Why do you climb mountains?
Personal experience would seem to be a no-brainer but very, very few people will trust their own experience against the word of either many people or a single “expert.”
Sgt. Rory Miller on how you decide what is true; from Meditations on Violence: A Comparison of Martial Arts Training & Real World Violence
Much of our suffering come from internalizing society’s “shoulds:” who we should be, what we should do, and how we should feel about them. And, failing to duplicate the expected results, concluding, “There must be something wrong with me.”
We were three hours into Mt. Pamitinan, our second mountain of the day.
My knees were shaking. It feels like I have been sucking all the oxygen in the world – or at least in Rizal, where Pamitinan is – into my lungs. We were in a short segment of the mountain where the rocks are just stable enough for me to stop and rest my hands – and my weight – on my knees.

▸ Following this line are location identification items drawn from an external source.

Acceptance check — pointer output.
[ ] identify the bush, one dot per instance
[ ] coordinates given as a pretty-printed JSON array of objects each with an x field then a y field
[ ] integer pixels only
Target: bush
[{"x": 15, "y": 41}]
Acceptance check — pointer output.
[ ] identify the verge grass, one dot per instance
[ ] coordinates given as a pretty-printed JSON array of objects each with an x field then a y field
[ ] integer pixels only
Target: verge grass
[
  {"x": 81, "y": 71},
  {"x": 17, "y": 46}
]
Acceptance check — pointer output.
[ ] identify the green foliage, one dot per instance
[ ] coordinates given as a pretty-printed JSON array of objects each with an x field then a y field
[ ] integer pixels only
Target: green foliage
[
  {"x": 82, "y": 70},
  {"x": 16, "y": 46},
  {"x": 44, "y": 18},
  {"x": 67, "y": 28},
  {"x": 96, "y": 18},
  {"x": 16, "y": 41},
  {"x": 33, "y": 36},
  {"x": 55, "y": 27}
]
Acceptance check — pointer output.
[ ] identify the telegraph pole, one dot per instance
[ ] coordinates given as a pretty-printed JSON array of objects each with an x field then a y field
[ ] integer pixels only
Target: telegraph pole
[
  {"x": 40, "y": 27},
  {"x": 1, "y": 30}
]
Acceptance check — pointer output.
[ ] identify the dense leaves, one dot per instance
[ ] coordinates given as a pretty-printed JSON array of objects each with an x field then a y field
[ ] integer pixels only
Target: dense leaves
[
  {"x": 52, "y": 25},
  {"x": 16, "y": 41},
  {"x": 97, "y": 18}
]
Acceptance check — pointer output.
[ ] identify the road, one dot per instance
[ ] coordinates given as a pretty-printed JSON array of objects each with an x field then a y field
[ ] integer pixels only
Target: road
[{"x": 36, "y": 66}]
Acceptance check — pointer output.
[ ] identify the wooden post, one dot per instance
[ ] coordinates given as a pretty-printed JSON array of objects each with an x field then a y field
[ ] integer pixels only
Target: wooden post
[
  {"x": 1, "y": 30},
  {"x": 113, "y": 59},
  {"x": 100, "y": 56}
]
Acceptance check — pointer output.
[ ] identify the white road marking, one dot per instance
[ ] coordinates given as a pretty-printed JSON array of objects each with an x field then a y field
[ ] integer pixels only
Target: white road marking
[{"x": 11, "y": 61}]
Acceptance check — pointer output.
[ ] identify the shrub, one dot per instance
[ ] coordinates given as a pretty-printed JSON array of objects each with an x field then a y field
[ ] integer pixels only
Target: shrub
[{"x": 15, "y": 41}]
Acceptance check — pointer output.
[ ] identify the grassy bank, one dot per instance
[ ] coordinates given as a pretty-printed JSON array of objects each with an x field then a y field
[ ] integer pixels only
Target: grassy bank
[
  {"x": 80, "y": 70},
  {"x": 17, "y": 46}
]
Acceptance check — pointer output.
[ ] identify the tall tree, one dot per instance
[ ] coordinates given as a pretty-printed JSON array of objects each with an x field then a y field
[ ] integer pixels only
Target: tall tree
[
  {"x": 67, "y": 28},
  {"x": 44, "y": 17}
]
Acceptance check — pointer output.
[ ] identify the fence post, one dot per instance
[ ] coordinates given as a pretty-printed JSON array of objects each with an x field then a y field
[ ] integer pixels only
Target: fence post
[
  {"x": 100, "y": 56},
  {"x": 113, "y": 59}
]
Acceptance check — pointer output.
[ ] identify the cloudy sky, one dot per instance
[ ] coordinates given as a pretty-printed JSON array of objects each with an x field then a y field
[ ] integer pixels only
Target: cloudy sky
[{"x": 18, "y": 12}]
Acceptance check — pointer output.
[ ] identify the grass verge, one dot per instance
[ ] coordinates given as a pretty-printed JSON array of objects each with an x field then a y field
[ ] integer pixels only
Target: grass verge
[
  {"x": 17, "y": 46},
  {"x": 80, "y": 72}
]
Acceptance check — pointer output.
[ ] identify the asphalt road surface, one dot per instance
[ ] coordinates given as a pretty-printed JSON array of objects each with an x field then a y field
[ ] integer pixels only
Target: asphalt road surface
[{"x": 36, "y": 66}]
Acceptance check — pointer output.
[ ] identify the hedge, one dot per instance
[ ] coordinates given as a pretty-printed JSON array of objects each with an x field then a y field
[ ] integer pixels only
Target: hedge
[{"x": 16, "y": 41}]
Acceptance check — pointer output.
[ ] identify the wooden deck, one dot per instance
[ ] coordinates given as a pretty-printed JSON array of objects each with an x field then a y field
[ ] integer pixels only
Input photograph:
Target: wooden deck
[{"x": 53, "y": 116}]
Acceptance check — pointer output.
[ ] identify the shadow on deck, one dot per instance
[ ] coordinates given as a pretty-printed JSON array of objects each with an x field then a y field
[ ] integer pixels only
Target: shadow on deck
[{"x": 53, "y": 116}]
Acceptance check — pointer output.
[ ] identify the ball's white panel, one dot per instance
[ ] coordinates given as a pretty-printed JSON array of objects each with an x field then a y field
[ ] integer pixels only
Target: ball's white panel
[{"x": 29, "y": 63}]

Why the fuck am I doing this.
We had just passed a scary rock. There was no parallel ground to step on, so we had to climb it sideways. We did this by pushing our feet against some diagonally-stacked rocks, while holding on to hook-shaped ones in front of us.
Who the hell does this.
I am going to die.
These were the thoughts running through my head. I wanted to ask them out loud. What came out instead was,
Why do you do this [climb montains]?
My new friend Allen responded that it’s a difficult question to answer. To get away from the city?
I don’t buy it. I mean, I believe him. He does this almost every week.
But for the rest of the world, why not go to the beach instead? Why do they climb mountains?
If I am to believe the Facebook and Instagram posts, then I guess when I climb a mountain I am supposed to experience epiphanies. That when I reach the top and behold the breathtakingly majestic view, the sea of clouds, and how I am on top of the world, that it is all going to be worth it. All 8 hours of the ardous, streneous, even life-threatening climb.
I don’t think so.
True, once I reached the top, I did think to myself, “I can’t believe this is real.” But I also thought it while lying on the clean, white sands of Calaguas. While sailing the unbelievably clear, blue waters of Coron. And how can I forget the feeling of intense depth and breadth while on the Grand Canyon?
But I felt all this without stress, strain, and risk to my life. Why do people climb mountains?
I don’t know. Maybe for them, the risk is part of hiking’s thrill?
I guess it is a mix of the haphazard benefits of fitness, a romanticized notion of what it means to get away from it all, and social capital in the form of likes and favorites.
Kung may tiyaga, may selfie.
– Our Mt. Pamitinan and Mt. Binacayan guide, aka Jonathan Pogi.
Maybe that’s what it all comes down to. The Selfie.
Would you still climb that mountain if you can’t post about it on Instagram? If what you desire is to get away from the city, I imagine whatever you do would still be worth it, even if it doesn’t come with the benefit of getting to tell people how awesome it was.
I don’t relish hiking. It’s grueling, life-threatening, and bereft of benefit. I have been to three, yet I have never had an epiphany while on top of a mountain.
Nor are there any clarities of thought to be had sitting on the beach, staring at the shore, under the moonlight. I have tried. All it did was make me feel like an idiot. What was I doing there and did I really expect the waves to take my worries away? Until when was I going to bear with this undertaking?
Am I being overly disenchanted for your taste? I hope not. Because this is not about mountains. But about why you climb them.
Why do you do it, and does your answer justify the suffering you went through to do it?
It’s about listening to your experience. And learning to trust yourself.
If you don’t find it worthwhile, you don’t. Don’t let them tell you otherwise.